JK Rowling's Potter books have sold more than 400 million copies
Harry Potter author JK Rowling has said she plans to ask a court to dismiss accusations that she plagiarised parts of the best-selling book series.
Legal action accusing her of stealing ideas about the wizard from another British author was filed on Wednesday.
The estate of late author Adrian Jacobs, who died in 1997, are suing Rowling and Bloomsbury Publishing PLC.
Ms Rowling - whose books have gained worldwide recognition - called the claims "absurd" and "unfounded".
The writer said: "I am saddened that yet another claim has been made that I have taken material from another source to write Harry.
"The fact is I had never heard of the author or the book before the first accusation by those connected to the author's estate in 2004; I have certainly never read the book.
"The claims that are made are not only unfounded but absurd and I am disappointed that I, and my UK publisher Bloomsbury, are put in a position to have to defend ourselves.
"We will be applying to the Court immediately for a ruling that the claim is without merit and should therefore be dismissed without delay."

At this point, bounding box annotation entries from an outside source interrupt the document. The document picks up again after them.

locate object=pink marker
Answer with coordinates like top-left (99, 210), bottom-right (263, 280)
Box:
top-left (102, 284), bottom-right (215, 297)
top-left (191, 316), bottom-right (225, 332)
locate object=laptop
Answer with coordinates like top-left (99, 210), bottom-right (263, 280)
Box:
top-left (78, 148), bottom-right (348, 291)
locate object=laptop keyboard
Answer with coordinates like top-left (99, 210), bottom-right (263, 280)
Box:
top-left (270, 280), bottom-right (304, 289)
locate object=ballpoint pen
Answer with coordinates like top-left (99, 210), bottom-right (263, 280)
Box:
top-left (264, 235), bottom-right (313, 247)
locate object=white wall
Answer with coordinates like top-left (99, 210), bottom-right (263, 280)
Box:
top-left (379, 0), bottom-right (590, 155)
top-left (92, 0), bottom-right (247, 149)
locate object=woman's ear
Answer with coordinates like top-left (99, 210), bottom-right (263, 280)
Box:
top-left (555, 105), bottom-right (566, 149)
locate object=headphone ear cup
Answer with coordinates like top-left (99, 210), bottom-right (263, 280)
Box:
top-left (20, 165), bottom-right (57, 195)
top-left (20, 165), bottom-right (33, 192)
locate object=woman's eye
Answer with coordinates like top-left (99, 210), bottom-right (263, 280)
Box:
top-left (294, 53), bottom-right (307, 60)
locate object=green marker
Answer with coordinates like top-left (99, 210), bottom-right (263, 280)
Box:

Mr Jacob's estate has alleged that substantial parts of The Adventures of Willy the Wizard - No 1 Livid Land can be found in the fourth book in Rowling's best-selling series, Harry Potter and the Goblet of Fire.
Max Markson, who represents Paul Allen, the trustee of Mr Jacob's estate, said: "I estimate it's a billion-dollar case. That'll be the decision of the courts, obviously."
Last year Bloomsbury denied the allegations, which were first made in 2004, calling them "unfounded and untrue".
Bloomsbury has always maintained it had been unable to identify any text in the Potter books which had apparently been copied.